Primary conclusions of this study

Water resource is not only the basic natural resource, but also the strategic economic and social resource. Therefore, assessment on WRCC is not only an ecological environmental issue, but also an economic, social, and political issue related to national security (Guo et al. 2007; Peng and Deng 2020d), especially in karst areas. In this study, the multi-dimensional cloud model is used to carry out assessment on regional WRCC, and the model is applied into a typical karst area (Guiyang city) for assessing WRCC to test the effectiveness. The following conclusions are drawn:

Firstly, considering the systematicity and availability of indicators’ parameters, carrying supporting capacity of water resources, carrying controlling capacity of water resources, and carrying pressure of water resources are selected as index factors of WRCC classification, and the three levels and classification standards for index factors of WRCC are determined. A classification system for WRCC is established.

Secondly, in allusion to the uncertainty of WRCC assessment, the complexity under the influence of multiple factors, and the correlation between factors, the multi-dimensional cloud model is applied in assessing WRCC. Index weights are determined by combination weighting method, a combined weighting method-multi- dimensional cloud model for WRCC is established, and this model is used in a typical karst area for assessing WRCC to test the effectiveness of the model in this study.

Thirdly, compared with the one-dimensional cloud model, the establishment process of multi-dimensional cloud model is more concise, each level for WRCC covers measured values of indicators more extensively, the model is more comprehensive, and can further reflect the complexity of WRCC. So the reliability of assessment results is higher. Compared with other prediction methods, the multi- dimensional normal cloud model can better reflect the uncertainty in the evaluation of WRCC, and the assessment process is more intuitive and comprehensive.

Fourthly, by applying the multi-dimensional cloud model in assessing WRCC of Guiyang, showing that Guiyang’s WRCC in 2009, 2010, and 2016 were in an overloaded state, 2011, 2012 and 2013 were in a critical state, and 2014, 2015, 2017, and 2018 were in a carrying state.
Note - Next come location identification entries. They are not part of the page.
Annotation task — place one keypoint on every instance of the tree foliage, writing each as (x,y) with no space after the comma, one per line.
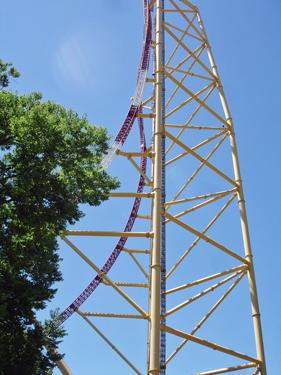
(49,162)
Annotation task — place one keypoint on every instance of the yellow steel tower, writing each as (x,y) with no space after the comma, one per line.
(190,294)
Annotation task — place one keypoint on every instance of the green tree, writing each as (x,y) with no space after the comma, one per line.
(49,162)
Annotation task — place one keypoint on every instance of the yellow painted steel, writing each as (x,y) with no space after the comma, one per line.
(205,279)
(154,335)
(108,234)
(242,208)
(209,344)
(109,343)
(208,290)
(207,315)
(183,105)
(198,238)
(229,369)
(205,238)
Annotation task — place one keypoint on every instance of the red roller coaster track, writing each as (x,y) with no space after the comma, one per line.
(118,142)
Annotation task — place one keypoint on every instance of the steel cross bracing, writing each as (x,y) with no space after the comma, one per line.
(188,287)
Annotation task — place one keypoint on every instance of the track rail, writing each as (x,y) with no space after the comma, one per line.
(116,145)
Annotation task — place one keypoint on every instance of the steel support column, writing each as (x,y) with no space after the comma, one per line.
(154,363)
(242,209)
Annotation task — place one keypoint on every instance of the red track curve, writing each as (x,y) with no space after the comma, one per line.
(120,139)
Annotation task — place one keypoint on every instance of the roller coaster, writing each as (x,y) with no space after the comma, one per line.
(189,158)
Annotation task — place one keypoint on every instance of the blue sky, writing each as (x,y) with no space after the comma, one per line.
(85,55)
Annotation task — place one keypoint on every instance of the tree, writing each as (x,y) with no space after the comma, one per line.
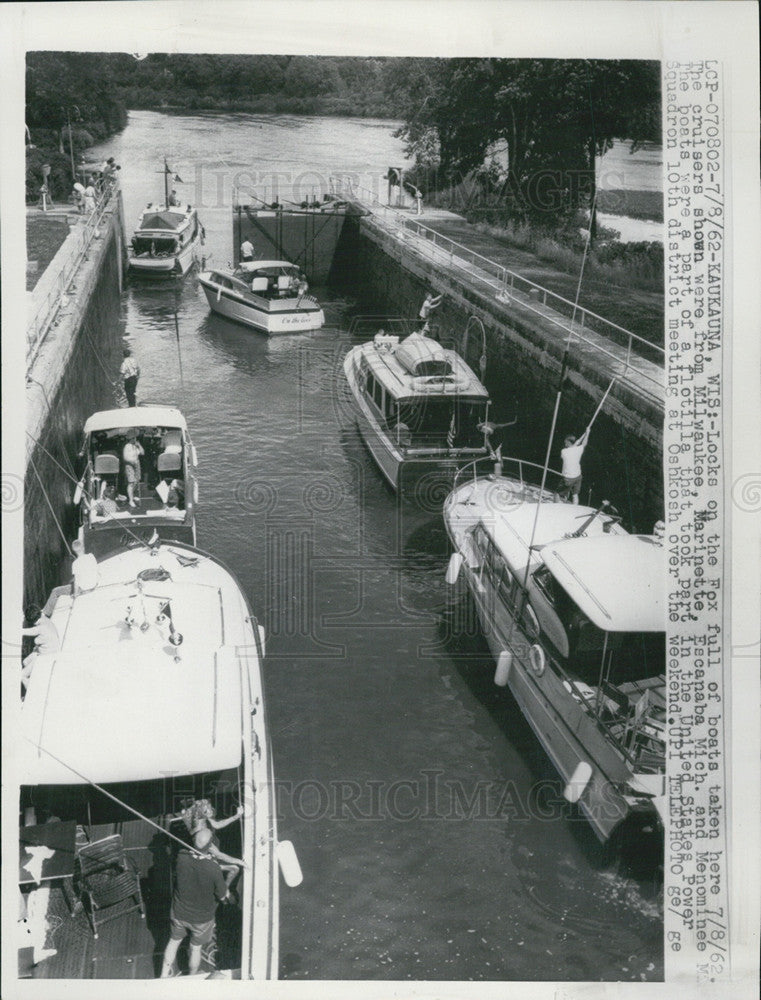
(554,116)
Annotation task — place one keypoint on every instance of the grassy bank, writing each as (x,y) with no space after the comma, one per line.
(370,106)
(44,238)
(645,205)
(634,265)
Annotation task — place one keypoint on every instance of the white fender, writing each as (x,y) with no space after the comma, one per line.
(538,659)
(78,492)
(579,781)
(262,636)
(289,864)
(502,673)
(453,569)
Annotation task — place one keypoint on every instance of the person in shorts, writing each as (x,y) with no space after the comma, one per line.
(199,886)
(571,471)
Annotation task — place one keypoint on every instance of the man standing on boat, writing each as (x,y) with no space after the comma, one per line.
(130,372)
(571,471)
(199,886)
(247,250)
(430,303)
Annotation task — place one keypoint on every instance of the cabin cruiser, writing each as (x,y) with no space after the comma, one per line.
(165,241)
(268,295)
(151,699)
(420,408)
(167,236)
(572,607)
(166,494)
While WRCC of Guiyang had been increased from the overload state in 2009 to the carrying state in 2018. Assessment results of the model proposed in this study are basically consistent with that of several other models, indicating that the combination weighting method-multi-dimensional cloud model proposed in this study is reasonable and effective for the evaluation on WRCC. According to evaluation results, the government can have a more objective understanding of the relationship between water resources and economic development, and can appropriately slow down the urbanization process, adjust industrial structure and develop water-saving economic model.

Fifthly, the selection of multi-dimensional normal cloud model parameters is currently inconclusive, especially the selection of entropy En. This study uses the common method of selecting En. The application of multi-dimensional cloud model theory to WRCC evaluation is only a preliminary attempt. How to select cloud model parameters more reasonably and effectively to make multi-dimensional normal cloud model more accurate in evaluating WRCC is a work that needs to be done in the future. The evaluation of WRCC involves ambiguity and randomness, and it is difficult to study thoroughly using a single theory. The cloud model is good at dealing with ambiguity and randomness. How to better couple the multi-dimensional normal cloud model with other theories is a subject worthy of further investigation.